Да с такой демонстративно задумчивой физиономией, словно начинает сомневаться в том, настолько ли «хреново», как обозначено.

Придурок!

— Да пош… — врезаю по чужой руке, чтоб больше не распускал, заодно отодвигаюсь подальше.

Но сорвавшийся с губ посыл всё-таки проглатываю. А блондин, будь он неладен, на это лишь в очередной раз ухмыляется со снисходительно-понимающим видом.

— Зачем тебе мне помогать? — возвращаюсь к прежней теме.
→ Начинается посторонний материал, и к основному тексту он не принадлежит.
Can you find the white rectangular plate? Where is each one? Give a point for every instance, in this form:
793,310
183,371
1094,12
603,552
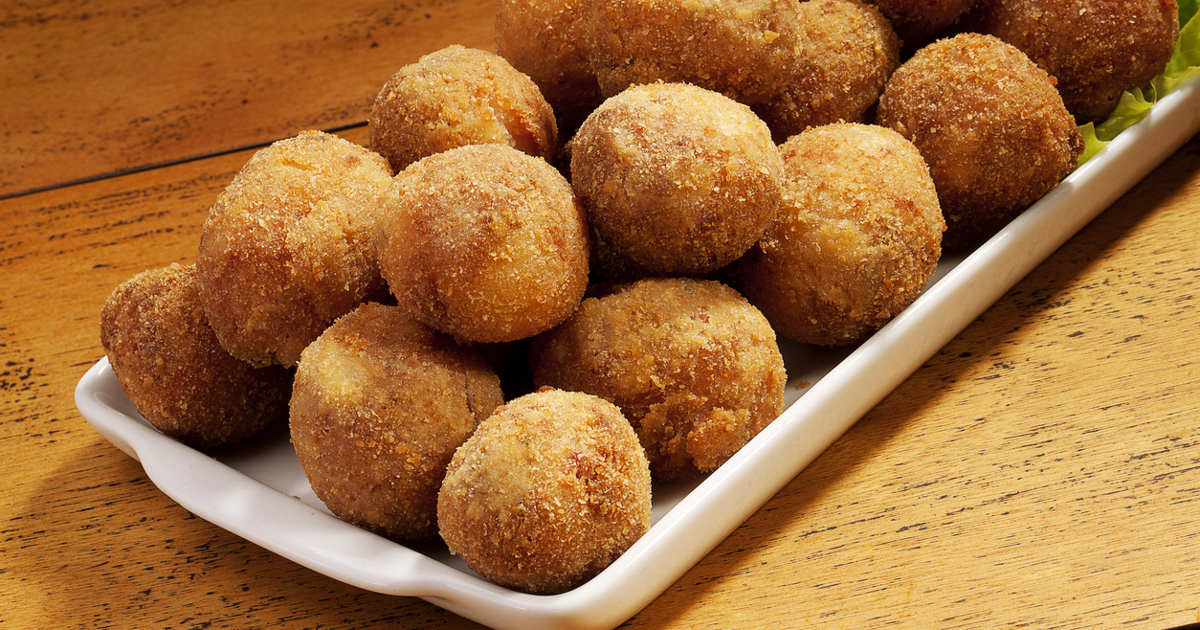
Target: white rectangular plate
261,492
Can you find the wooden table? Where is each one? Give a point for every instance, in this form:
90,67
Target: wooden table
1043,468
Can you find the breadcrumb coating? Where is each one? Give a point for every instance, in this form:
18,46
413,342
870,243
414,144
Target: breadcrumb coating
379,405
544,39
286,249
173,369
859,237
691,364
1095,48
676,178
485,243
917,22
844,55
549,491
459,96
797,64
739,48
989,124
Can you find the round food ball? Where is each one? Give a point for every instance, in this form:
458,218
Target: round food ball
286,249
485,243
797,64
844,55
741,49
990,125
459,96
917,22
379,405
676,178
859,237
549,491
544,39
691,364
1096,48
173,369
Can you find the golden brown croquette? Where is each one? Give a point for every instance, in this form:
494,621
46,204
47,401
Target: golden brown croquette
918,22
379,405
544,39
676,178
549,491
797,64
691,364
858,239
989,124
485,243
286,249
171,366
845,53
459,96
1095,48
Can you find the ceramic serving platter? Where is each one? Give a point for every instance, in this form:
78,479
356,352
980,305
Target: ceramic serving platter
259,491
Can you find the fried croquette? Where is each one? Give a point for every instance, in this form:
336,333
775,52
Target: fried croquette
1095,48
736,48
173,369
917,22
549,491
676,178
844,55
858,239
459,96
286,249
544,39
796,64
484,243
989,124
693,365
379,405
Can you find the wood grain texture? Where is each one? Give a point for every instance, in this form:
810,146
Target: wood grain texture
1043,468
100,88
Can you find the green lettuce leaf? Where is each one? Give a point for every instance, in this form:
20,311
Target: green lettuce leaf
1134,105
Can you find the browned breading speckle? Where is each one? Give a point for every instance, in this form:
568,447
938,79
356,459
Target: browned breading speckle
738,48
378,407
676,178
989,124
485,243
172,367
286,249
459,96
693,365
845,53
858,239
549,491
1096,48
797,64
544,39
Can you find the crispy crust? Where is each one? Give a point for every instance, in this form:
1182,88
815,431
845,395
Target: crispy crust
485,243
171,365
1095,48
286,249
676,178
990,125
379,405
544,39
549,491
917,22
459,96
844,57
859,237
691,364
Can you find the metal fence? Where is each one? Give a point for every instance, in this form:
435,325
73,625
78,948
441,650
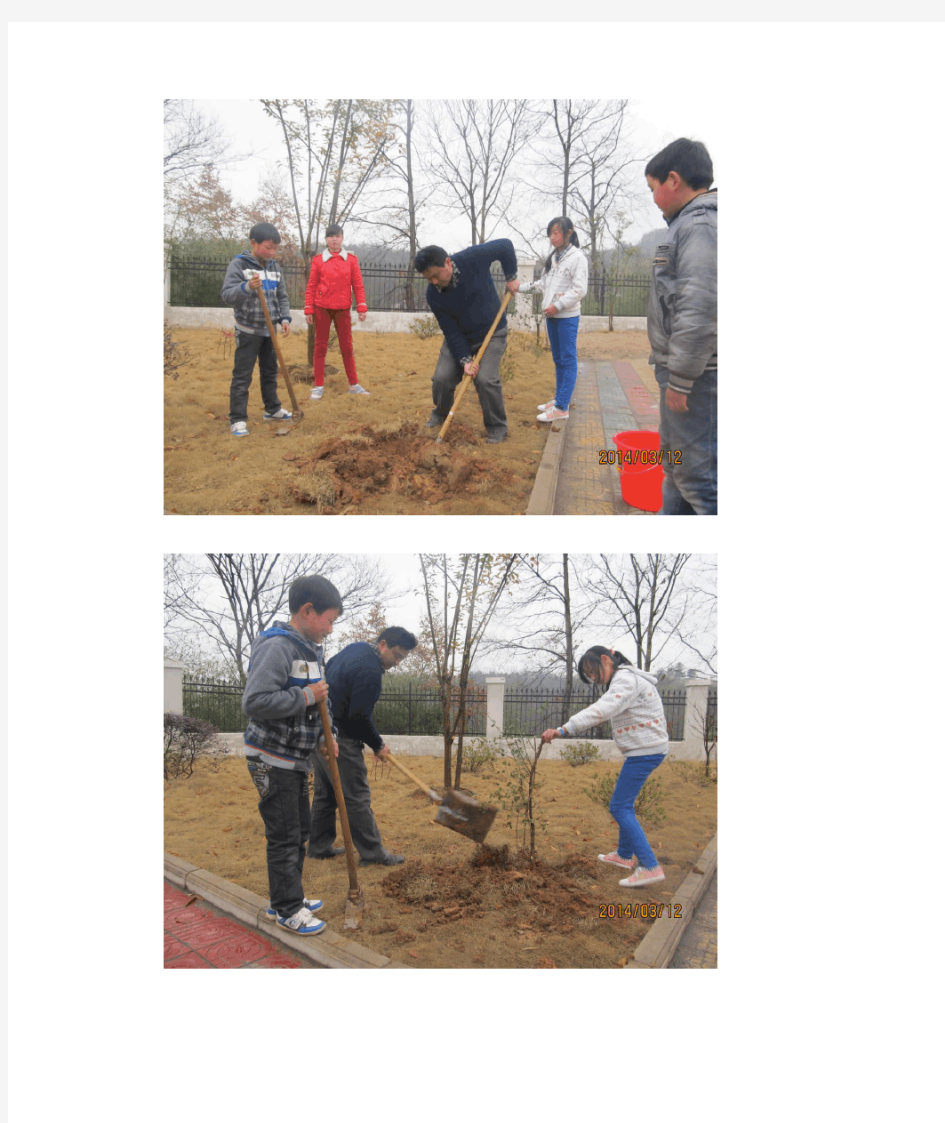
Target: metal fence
196,282
419,712
218,703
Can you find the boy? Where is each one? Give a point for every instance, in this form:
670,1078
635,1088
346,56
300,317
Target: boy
283,687
681,322
463,299
334,274
355,675
245,275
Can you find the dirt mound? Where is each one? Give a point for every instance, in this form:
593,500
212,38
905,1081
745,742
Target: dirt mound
405,460
452,892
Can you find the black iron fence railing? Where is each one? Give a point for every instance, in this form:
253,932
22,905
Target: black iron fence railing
196,282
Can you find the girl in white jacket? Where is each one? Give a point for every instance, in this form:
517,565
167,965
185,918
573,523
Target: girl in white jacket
635,710
563,283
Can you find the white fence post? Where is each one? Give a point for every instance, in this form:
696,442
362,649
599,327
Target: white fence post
697,700
174,686
494,705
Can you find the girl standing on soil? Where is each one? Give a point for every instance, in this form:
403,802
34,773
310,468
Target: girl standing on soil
635,711
563,283
334,274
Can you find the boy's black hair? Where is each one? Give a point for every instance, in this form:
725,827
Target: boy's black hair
566,226
428,256
317,591
398,637
590,660
264,231
690,160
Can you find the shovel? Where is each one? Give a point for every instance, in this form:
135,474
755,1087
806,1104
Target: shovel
466,377
354,905
460,813
296,410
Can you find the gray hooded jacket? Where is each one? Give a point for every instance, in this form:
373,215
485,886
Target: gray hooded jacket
681,313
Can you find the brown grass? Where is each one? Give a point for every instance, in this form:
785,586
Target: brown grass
439,909
359,455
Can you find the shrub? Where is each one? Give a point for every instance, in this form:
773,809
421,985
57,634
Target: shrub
479,755
426,327
187,740
175,354
579,754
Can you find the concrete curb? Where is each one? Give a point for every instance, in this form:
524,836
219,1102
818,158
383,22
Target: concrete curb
660,943
328,949
543,493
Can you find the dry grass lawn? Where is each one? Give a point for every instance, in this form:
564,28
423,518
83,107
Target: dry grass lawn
359,455
442,910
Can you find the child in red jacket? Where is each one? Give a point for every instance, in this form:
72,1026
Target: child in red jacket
334,274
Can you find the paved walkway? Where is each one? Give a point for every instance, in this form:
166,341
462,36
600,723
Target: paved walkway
197,934
609,398
699,946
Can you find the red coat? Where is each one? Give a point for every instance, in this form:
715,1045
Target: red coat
330,282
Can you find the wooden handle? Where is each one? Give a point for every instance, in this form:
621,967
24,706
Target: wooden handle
264,302
417,781
466,377
339,795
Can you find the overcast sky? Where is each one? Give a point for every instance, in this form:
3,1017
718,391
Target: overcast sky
654,124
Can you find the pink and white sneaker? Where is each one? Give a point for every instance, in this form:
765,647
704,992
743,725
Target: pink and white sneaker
642,876
615,859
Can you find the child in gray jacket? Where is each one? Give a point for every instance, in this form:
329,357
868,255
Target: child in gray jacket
283,687
246,274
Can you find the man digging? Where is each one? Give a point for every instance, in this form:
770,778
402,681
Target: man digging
462,297
354,677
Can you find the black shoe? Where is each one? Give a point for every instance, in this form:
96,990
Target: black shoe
385,859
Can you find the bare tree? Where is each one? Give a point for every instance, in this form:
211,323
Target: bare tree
645,594
220,602
468,589
471,147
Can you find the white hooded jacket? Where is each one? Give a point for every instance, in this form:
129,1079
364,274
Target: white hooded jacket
564,285
633,706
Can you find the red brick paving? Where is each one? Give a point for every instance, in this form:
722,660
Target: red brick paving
198,936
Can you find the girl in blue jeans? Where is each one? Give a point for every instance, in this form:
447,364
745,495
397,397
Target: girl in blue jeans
635,710
563,284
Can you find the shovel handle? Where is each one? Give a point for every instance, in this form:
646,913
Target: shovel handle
339,797
468,379
264,302
417,781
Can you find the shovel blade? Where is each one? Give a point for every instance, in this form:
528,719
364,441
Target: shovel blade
465,816
354,907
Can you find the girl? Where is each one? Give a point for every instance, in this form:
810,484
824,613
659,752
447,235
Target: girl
563,283
635,711
334,274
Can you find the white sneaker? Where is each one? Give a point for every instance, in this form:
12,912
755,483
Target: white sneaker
301,923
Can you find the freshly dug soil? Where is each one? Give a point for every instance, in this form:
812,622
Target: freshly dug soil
359,454
452,903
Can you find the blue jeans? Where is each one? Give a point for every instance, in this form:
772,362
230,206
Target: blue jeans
690,439
285,814
630,839
563,338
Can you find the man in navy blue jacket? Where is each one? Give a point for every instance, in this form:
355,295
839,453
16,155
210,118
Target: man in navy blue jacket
354,677
462,297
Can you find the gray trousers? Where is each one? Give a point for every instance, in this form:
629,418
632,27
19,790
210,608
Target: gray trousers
356,791
488,385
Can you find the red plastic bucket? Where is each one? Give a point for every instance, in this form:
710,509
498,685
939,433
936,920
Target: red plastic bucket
641,481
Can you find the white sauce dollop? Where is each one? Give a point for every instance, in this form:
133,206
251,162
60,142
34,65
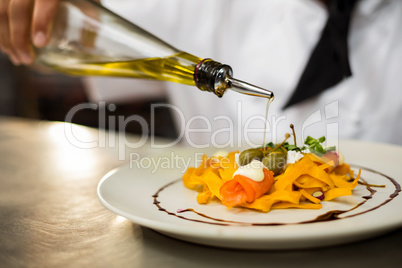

Мои слёзы высыхают. Поданный им платок уже не нужен. Да и вряд ли спасёт мой размазанный макияж, даже если воспользуюсь. Мой мимолётно брошенный взгляд в зеркало сбоку то лишь подтверждает.

Видок у меня тот ещё!

— Почему нет? — флегматично отзывается Айзек, выпрямляясь. — Когда твой женишок поймёт, что обломился со свадебкой и взбесится, обязательно начнёт творить дичь и ошибаться. Станет лёгкой добычей. И тогда, с небольшой твоей помощью, я отожму весь капитал их блудной семейки. И ты, и я — в плюсе. Мне — их финансы. Тебе — свобода. Когда останутся без гроша, вряд ли для всех остальных будет иметь значение хоть одно их слово, — протягивает мне ладонь.

Учитывая историю знакомства Кая и Эвы, то звучит вполне ожидаемо и логично. Это же самый лёгкий способ приумножить своё состояние, совсем не новшество в нашем мире. Средний из братьев, ведомый личной неприязнью к Райнарду Вайсу, не так давно как раз провернул подобный номер, засунув его за решётку, присвоив большую часть финансов себе. Собственно, так Кай и Эва и познакомились. Подруга тоже не осталась в стороне, такое ему в ответ устроила… хотя ныне они всё равно вместе, и кажется, это надолго, если не навсегда. Хорошо, я — не Эва. Ещё лучше — то, что в случае успеха я не только стану свободной, уберегу близких, но и отплачу Марку Эрдману той же монетой. Пусть узнает и прочувствует на своей шкуре, каково это — быть жестоко преданным.

Почти идеальный вариант!

Если бы не…

— К тому же, мне только в радость насолить твоему брату-задроту, — добавляет Айзек.

Закономерно напрягаюсь. Протянутой мне руки, которую почти решаюсь принять, так и не дотрагиваюсь. В свете упомянутых событий с участием Эвы и её отца, Теодор и Айзек в самом деле не ладят. Когда подруге нужна была поддержка в случившемся противостоянии, мой брат помог Эве, а Айзек — своему брату. И пусть Эва и Кай помирились, но возвышающийся передо мной и старший лейтенант полиции — нет, на то он и полицейский, что терпеть не может несправедливость.

— Причём тут мой брат? — выгибаю бровь.

Внутри снова поселяется тревожное чувство.

Отчасти, не напрасно…

— Как это причём? — фальшиво удивляется в свою очередь Айзек. — Ты только представь, в какой «восторг» он придёт, когда поймёт, что мы теперь родственники.

Что мы теперь… кто?!

И с чего бы?

— Это что, такая очередная твоя дебильная шутка, или что? — вздыхаю.

Поскольку он так и не дожидается, когда я всё-таки приму его жест, сам ловит мою руку.

— Воспринимай, как хочешь, мне похрен, — тянет меня вверх. — Единственное, что тут важно: как только я заберу тебя отсюда, нельзя оставить твоей ущербной брошенке ни шанса на реабилитацию, — помогает мне подняться на ноги и притягивает к себе ещё ближе. — Не знаю, почему вы — женщины возводите потенциальность совместного сожительства в абсолют до такой степени, словно это какая-нибудь коронация всей вашей жизни, — презрительно ухмыляется, с неприязнью разглядывая моё свадебное платье. — Но лично со мной ты развестись сможешь без проблем, когда всё закончится. У меня нет такого великого комплекса неполноценности, как у твоего женишка, чтоб держаться за бабскую юбку. А что делать будешь, если вдруг придётся разводиться с ним?